Introduction
This is the continuation of our step-by-step guide on building your first machine learning model in Python. If you haven’t read Part 1: Data Preparation & Part 2: Model Training yet, I recommend checking them out first.
In this part, we’ll evaluate our trained model and see how well it performs. We’ll also use it to make predictions on new data.
We’ll cover:
- Evaluating the model’s performance using key metrics
- Understanding accuracy, precision, recall, and confusion matrix
- Making predictions on new data
- Recap & next steps
By the end of this part, you’ll know how to assess and use your trained model for real-world predictions.

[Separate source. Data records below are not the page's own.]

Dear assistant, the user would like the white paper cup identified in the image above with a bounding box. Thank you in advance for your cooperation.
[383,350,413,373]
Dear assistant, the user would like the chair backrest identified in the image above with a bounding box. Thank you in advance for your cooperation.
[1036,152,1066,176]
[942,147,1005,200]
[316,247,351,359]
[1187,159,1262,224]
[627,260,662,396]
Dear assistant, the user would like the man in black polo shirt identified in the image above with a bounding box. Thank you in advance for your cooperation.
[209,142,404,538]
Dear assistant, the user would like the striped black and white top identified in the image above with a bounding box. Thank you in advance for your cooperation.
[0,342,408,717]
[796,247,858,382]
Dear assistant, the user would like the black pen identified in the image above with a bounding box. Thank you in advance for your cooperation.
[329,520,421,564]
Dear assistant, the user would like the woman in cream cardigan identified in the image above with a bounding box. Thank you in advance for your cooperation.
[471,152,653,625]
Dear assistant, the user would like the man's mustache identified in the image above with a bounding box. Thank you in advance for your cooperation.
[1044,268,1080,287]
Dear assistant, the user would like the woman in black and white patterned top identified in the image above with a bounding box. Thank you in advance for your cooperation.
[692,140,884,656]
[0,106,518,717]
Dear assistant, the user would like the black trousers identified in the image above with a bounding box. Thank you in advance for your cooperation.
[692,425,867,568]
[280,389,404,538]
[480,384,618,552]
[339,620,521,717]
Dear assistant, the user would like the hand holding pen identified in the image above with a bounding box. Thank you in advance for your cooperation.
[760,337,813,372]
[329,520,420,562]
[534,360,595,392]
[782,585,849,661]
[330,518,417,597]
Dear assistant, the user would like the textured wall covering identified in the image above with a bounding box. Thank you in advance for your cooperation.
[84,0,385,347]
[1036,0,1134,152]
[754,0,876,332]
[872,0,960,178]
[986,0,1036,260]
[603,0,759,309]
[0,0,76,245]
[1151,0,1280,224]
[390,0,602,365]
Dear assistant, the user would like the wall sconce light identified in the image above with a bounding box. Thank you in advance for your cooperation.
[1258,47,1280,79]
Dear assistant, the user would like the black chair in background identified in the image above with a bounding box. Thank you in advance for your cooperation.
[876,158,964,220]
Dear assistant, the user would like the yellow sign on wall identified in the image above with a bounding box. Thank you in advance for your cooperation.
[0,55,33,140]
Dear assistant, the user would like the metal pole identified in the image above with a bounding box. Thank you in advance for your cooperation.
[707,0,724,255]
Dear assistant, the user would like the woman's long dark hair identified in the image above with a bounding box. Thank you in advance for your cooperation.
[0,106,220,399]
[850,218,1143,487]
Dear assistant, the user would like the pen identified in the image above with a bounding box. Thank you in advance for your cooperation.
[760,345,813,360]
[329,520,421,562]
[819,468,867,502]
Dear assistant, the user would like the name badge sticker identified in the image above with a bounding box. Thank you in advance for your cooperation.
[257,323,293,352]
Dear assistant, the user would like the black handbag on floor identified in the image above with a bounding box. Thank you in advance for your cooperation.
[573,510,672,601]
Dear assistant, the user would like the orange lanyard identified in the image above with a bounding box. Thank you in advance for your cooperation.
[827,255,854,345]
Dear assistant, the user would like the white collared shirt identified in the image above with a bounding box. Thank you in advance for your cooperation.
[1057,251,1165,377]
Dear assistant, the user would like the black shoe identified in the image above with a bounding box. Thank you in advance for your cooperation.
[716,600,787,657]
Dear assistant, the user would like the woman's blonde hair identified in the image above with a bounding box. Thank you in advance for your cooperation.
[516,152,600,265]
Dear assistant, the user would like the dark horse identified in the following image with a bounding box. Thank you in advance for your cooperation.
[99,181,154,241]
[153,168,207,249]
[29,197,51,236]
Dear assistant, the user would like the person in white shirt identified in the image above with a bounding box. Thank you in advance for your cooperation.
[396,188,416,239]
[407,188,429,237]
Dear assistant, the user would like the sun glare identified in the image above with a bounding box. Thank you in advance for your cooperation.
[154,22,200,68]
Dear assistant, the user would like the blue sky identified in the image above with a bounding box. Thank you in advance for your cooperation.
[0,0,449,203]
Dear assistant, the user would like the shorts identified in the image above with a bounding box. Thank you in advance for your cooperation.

6. Step 6: Evaluating the Model
Now that our Decision Tree model is trained, we need to evaluate its performance on unseen data. This helps us understand how well the model generalizes beyond the training set.
6.1 Why Do We Need to Evaluate?
- Avoid Overfitting – A model that performs perfectly on training data but fails on test data has memorized instead of learned.
- Measure Accuracy – We need to quantify how well the model classifies new samples.
- Identify Weaknesses – Some species may be harder to classify than others.
6.2 Making Predictions on the Test Set
Now that the model has learned from the training set, let’s test it on unseen samples (X_test).
from sklearn.metrics import accuracy_score, classification_report, confusion_matrix # Predict species for test set y_pred = model.predict(X_test) # Evaluate accuracy accuracy = accuracy_score(y_test, y_pred) print(f"Accuracy on test set: {accuracy*100:.2f}%")
What This Does:
- Predicts the species for all test samples.
- Compares predictions (
y_pred
) with actual labels (y_test
). - Computes accuracy, showing the percentage of correctly classified flowers
6.3 Understanding Model Accuracy
Example Output (May Vary Slightly):
Accuracy on test set: 96.67%
What This Means:
- If we get 96.67% accuracy, it means the model correctly classified 29 out of 30 test samples.
- Since the Iris dataset is simple, high accuracy is expected.
If accuracy is low: The model might be overfitting or struggling with overlapping species (Versicolor vs. Virginica).
6.4 Detailed Evaluation: Confusion Matrix & Classification Report
Instead of just accuracy, let’s analyze the model’s mistakes using a confusion matrix and classification report.
# Confusion Matrix print("Confusion Matrix:\n", confusion_matrix(y_test, y_pred)) # Detailed Performance Report print("\nClassification Report:\n", classification_report(y_test, y_pred, target_names=iris.target_names))
Example Confusion Matrix Output:
Confusion Matrix:
[[10 0 0]
[ 0 9 1]
[ 0 0 10]]
The ideal confusion Matrix should be:
Confusion Matrix:
[[10 0 0]
[ 0 10 0]
[ 0 0 10]]
How to Read This?
- First row: All 10 Setosa samples were classified correctly. ✅
- Second row: 1 Versicolor sample was misclassified as Virginica. ❌
- Third row: All 10 Virginica samples were classified correctly. ✅
Example Classification Report:
precision recall f1-score support setosa 1.00 1.00 1.00 10 versicolor 0.90 0.90 0.90 10 virginica 1.00 1.00 1.00 10 accuracy 0.97 30 macro avg 0.97 0.97 0.97 30 weighted avg 0.97 0.97 0.97 30
Key Terms in the Report:
- Precision – How many predicted flowers were correct?
- Recall – How many actual flowers were classified correctly?
- F1-score – A balance between precision & recall.
- Support – The number of test samples per species.
How to Read This?
- Setosa (Precision = 1.00, Recall = 1.00) – The model classifies Setosa perfectly because it’s well-separated.
- Versicolor (Precision = 0.90, Recall = 0.90) – Some misclassifications with Virginica.
- Virginica (Precision = 1.00, Recall = 1.00) – Correctly classified, meaning the decision tree learned this class well.
6.5 Final Outcome of This Step
✅ We tested the model on unseen data.
✅ We measured accuracy, which is likely high (~95-100%).
✅ We analyzed misclassifications to understand weaknesses.
Our model performs well on the Iris dataset, but we saw small errors in Versicolor vs. Virginica classification.
7. Step 7: Using the Model for Predictions
Now that we’ve trained and evaluated our model, it’s time to use it to make predictions on new data!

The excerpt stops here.